All eyes are now on the specifics of his proposal, in which he says Japan will try to cut greenhouse gases by 25 percent from 1990 levels by 2020.
Japan’s new medium-term goal is far more ambitious than the reduction target of 8 percent set by the previous administration of Taro Aso.
Among other developed nations, President Barack Obama has pledged to bring U.S. emissions back to 1990 levels by 2020, while the 27-nation European Union aims to slash its emissions by 20 percent and is ready to raise the goal to 30 percent if other major economies including emerging countries present equally ambitious targets.
A senior Japanese official welcomed Hatoyama’s initiative, saying it will give Japan an edge in the upcoming sessions because it will enable the country to take an “aggressive and offensive” position.
Tokyo was a regular recipient of the Fossil of the Day awards, given out by environmentalist activists during past climate talks for blocking progress in negotiations on global warming. The 8 percent target also drew a barrage of criticism from conservationists and other countries.
Another senior Japanese warned, however, that only the skeleton of the proposal has been presented and that Hatoyama’s new government needs to develop details as soon as possible.
Hatoyama says he will speak more concretely about his policy when he makes his diplomatic debut Tuesday at a United Nations climate change summit to be hosted by U.N. Secretary General Ban Ki Moon.
He will also attend the Group of 20 financial summit in Pittsburgh on Thursday and Friday, which is expected to address the issue of how to finance developing countries’ efforts to tackle global warming.
Climate activists in Japan say Hatoyama should clarify the conditions for the commitment and how much of the 25 percent reduction will be attributed to domestic efforts to slash heat-trapping gases.
Hatoyama has said Japan will seek to achieve the new target only if other major countries agree on “ambitious” reduction targets.
Some observers say it is unclear which countries Hatoyama was referring to and what he means by “ambitious” targets, especially for emerging economies. They fear the 25 percent target could be later withdrawn if such conditions mapped out by Hatoyama are not met.
On achieving reductions, the previous 8 percent target only took into account Japan. It had the potential to be upgraded by counting in reductions that can be achieved naturally through forest absorption of carbon dioxide and through the purchase of emission credits from other countries.
The new administration has not given a breakdown of how it will seek the cuts.
The EU is trying to achieve around one-third of its 20 percent reduction goal through credit purchases, according to an analysis by the Japanese government. The United States has also indicated it may count cuts from both forest absorption and credit acquisition from abroad in implementing its target.

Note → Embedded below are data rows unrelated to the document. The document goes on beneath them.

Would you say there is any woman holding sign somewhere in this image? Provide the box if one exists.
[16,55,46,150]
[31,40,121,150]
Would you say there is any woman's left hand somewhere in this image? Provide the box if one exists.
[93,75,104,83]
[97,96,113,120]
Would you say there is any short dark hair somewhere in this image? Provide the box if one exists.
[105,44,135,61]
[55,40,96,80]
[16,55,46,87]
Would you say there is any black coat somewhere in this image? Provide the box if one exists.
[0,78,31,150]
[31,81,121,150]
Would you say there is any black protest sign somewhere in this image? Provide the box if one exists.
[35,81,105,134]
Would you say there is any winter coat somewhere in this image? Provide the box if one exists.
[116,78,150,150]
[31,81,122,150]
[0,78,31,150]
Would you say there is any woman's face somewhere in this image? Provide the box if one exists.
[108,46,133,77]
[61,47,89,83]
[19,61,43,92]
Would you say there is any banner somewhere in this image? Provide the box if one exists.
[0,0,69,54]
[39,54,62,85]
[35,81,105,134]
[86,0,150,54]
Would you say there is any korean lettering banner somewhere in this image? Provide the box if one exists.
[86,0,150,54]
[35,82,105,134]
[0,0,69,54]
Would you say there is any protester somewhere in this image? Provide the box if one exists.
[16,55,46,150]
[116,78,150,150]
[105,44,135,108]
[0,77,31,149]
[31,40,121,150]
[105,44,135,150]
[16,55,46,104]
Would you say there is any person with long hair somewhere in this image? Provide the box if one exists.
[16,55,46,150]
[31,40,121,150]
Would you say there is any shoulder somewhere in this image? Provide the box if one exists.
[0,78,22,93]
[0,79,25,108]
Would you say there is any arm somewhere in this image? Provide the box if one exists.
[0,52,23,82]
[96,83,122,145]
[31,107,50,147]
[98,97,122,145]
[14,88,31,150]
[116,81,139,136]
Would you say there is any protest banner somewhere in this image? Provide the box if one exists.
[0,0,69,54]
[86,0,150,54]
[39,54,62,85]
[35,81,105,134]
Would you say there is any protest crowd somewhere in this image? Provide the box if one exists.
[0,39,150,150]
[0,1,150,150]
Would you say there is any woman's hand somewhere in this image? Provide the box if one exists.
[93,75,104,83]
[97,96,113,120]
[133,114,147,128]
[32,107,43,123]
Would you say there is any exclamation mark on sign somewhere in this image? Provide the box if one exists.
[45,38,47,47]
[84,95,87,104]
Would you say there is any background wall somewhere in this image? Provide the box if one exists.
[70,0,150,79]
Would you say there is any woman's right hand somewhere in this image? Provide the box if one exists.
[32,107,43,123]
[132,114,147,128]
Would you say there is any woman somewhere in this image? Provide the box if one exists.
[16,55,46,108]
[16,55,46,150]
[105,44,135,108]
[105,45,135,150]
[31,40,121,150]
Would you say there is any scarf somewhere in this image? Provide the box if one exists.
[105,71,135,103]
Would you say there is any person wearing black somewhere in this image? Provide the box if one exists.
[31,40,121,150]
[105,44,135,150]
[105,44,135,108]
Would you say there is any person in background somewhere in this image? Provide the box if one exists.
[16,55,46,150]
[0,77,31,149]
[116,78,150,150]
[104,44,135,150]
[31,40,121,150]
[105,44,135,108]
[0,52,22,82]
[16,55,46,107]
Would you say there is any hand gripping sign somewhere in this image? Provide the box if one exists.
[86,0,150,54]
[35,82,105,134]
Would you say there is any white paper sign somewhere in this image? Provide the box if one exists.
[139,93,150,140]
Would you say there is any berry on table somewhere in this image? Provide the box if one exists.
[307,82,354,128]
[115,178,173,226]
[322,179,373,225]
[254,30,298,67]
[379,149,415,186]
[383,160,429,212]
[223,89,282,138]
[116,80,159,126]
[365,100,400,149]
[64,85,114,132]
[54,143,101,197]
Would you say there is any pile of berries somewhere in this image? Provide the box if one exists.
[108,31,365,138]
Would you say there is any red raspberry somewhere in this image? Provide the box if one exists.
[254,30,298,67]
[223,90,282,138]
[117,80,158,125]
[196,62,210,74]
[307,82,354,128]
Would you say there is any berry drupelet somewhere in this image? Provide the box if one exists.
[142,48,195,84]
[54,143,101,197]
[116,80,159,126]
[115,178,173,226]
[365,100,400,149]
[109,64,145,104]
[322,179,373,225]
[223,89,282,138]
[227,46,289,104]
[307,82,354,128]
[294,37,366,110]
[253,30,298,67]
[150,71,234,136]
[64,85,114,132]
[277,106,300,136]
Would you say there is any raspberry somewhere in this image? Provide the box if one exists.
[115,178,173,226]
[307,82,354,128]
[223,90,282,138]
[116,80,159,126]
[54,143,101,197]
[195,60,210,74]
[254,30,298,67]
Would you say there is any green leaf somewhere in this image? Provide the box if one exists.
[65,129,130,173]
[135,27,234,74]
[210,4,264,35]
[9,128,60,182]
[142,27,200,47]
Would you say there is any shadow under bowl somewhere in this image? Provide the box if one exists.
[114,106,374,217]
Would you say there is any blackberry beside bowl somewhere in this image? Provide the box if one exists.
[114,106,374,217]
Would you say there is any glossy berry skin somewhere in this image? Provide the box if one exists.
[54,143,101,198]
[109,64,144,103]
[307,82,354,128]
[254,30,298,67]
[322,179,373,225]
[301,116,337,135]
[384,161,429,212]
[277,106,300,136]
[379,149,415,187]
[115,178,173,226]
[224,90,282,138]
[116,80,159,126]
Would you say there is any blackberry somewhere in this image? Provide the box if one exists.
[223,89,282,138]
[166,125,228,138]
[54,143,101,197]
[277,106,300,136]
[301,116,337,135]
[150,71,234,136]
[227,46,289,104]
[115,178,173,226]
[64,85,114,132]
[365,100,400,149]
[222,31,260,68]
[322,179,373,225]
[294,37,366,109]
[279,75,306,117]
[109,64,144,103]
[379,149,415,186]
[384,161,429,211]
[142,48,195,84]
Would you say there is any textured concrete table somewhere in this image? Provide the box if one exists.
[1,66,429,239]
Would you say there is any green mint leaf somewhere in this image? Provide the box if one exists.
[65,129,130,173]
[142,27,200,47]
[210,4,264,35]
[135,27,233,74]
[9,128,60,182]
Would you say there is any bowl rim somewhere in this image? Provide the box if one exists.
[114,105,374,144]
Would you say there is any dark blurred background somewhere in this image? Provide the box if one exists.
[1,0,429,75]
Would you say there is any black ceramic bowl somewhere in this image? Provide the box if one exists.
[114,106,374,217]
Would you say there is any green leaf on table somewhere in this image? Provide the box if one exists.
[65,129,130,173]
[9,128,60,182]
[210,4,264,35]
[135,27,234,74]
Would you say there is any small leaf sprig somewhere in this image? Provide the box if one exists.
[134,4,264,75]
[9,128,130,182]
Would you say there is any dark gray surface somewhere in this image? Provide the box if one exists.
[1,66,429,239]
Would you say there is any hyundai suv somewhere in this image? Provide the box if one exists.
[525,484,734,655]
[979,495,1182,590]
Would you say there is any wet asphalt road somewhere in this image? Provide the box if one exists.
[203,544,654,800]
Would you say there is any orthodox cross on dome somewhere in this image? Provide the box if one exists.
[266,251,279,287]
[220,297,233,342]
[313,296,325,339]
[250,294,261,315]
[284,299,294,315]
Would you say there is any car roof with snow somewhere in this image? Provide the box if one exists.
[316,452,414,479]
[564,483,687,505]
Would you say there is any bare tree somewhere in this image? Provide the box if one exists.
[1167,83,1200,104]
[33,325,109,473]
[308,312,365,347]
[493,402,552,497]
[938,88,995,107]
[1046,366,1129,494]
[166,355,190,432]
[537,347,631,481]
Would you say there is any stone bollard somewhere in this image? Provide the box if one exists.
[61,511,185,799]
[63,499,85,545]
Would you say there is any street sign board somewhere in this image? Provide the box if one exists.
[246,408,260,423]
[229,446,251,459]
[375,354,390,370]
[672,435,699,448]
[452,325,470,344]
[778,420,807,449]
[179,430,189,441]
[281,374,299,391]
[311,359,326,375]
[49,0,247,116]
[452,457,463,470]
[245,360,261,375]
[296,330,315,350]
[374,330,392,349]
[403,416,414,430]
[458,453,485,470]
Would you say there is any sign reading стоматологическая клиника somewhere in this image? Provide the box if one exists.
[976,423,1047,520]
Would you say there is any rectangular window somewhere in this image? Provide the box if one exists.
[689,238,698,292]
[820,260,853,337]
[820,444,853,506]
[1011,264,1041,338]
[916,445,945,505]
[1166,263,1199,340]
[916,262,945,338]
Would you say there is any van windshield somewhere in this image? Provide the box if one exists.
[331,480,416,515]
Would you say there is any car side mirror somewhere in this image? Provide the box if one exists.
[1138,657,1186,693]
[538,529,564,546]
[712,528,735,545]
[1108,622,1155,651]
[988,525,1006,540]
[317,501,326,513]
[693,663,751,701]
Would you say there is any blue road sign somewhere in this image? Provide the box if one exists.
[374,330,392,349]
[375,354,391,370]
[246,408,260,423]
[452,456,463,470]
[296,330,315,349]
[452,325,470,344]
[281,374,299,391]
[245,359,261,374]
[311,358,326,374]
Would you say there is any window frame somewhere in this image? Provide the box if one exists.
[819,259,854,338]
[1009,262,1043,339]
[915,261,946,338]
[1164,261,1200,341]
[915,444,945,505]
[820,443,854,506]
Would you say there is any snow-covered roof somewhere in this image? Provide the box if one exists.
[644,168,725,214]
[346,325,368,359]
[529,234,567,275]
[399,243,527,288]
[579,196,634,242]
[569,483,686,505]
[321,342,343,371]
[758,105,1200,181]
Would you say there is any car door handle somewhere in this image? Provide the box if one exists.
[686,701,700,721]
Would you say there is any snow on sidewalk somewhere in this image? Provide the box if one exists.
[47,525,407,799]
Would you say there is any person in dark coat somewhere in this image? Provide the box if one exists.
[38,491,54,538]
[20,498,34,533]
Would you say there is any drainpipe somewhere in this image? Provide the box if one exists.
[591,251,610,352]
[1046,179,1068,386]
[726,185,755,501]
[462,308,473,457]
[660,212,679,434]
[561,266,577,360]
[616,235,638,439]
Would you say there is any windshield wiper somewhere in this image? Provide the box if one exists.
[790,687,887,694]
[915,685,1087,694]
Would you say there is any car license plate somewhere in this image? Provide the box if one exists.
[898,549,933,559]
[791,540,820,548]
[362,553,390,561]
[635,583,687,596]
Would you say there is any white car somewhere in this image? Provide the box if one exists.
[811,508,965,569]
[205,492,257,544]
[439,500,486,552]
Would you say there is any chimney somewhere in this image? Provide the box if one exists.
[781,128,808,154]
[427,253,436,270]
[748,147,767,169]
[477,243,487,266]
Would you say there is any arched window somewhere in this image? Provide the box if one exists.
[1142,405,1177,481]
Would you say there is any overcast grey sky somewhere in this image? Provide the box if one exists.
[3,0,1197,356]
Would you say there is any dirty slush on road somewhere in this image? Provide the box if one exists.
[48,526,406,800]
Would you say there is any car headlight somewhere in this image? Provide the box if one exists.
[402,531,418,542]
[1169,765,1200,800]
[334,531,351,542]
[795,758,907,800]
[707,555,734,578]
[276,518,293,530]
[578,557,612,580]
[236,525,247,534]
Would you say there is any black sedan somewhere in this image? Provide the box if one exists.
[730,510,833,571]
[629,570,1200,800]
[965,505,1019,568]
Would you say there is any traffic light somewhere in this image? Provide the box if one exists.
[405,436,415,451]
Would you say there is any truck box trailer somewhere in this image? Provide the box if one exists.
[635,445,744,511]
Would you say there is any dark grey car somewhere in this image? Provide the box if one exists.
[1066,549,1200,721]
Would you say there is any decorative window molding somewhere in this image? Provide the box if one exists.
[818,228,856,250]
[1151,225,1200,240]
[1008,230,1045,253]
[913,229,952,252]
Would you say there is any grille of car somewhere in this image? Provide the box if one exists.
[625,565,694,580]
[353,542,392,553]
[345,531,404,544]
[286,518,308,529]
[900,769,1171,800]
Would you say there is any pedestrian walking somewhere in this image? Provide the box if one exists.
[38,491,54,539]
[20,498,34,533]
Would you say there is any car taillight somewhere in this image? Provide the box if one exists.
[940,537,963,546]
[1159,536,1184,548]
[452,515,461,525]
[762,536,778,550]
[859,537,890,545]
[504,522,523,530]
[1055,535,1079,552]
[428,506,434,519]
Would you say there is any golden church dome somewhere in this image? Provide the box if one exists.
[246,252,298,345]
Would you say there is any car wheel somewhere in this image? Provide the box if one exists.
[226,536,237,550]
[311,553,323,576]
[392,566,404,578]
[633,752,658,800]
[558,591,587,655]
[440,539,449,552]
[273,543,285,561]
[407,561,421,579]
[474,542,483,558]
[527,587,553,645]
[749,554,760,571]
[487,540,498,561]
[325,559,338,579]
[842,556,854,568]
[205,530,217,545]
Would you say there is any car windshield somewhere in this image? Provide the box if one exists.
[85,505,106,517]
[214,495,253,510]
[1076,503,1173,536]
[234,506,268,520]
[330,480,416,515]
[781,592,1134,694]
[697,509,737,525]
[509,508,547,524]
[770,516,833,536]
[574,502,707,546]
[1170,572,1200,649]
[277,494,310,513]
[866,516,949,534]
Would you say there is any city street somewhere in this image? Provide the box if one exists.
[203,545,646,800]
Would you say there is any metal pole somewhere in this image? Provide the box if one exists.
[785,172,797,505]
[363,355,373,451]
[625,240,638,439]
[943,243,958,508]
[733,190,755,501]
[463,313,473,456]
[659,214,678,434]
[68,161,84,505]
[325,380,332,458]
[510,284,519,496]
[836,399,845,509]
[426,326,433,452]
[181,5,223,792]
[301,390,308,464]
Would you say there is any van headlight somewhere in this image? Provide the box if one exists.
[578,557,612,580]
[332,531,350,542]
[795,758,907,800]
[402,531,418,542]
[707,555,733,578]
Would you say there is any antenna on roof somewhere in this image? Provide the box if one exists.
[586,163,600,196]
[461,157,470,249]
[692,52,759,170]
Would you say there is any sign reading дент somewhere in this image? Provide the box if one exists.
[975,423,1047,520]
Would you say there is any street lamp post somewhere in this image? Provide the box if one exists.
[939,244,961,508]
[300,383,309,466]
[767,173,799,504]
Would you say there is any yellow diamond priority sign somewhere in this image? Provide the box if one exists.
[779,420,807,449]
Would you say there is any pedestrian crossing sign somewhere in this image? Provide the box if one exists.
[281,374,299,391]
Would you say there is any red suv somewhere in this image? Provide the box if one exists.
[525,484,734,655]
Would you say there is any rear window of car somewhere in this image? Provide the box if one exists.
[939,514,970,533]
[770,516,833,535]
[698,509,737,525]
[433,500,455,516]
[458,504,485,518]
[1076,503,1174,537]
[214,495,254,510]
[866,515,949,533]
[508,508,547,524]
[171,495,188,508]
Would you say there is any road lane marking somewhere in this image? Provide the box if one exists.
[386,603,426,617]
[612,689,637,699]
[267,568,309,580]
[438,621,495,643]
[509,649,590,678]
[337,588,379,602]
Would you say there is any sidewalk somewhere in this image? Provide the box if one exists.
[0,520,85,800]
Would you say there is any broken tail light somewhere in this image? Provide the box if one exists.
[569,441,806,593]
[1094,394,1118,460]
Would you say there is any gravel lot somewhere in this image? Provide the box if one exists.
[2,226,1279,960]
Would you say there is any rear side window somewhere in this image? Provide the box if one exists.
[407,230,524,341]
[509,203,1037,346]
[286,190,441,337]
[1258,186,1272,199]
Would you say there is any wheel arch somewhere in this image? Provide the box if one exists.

Another factor in Japan’s new proposal drawing global attention is the “Hatoyama Initiative” on financial and technical support for developing countries in combating climate change.
The prime minister said Japanese aid should go to industrializing nations that “eagerly” strive to trim greenhouse gas emissions by setting their own reduction plans.
Environmentalists expect Hatoyama to clarify which countries will fall in this category and specify the amount of aid.
Yvo de Boer, executive secretary of the U.N. Framework Convention on Climate Change, has suggested that the issue of finance remains a major stumbling block in the negotiations between developed and developing countries.
The EU recently presented an estimate that developing countries will need $146 billion a year by 2020 to contain global warming and announced its plan to contribute between $2.9 billion and $21.9 billion per year by 2020.
Kimiko Hirata, director of the environmental group Kiko Network, said the DPJ-led government needs to quickly work out Hatoyama’s proposal on financial aid.
“The DPJ included its 25 percent emission cut pledge in its election platform, but apparently it has not made enough preparations” for the finance issue, she said.
Hirata said climate activists place high hopes on Foreign Minister Katsuya Okada, who is known for his efforts to address climate change.
“The Foreign Ministry is in charge of handling matters related to the G20 summit and we anticipate Mr. Okada will pressure bureaucrats into devising a proposal (on Japan’s financial contribution) with specific amounts,” she said.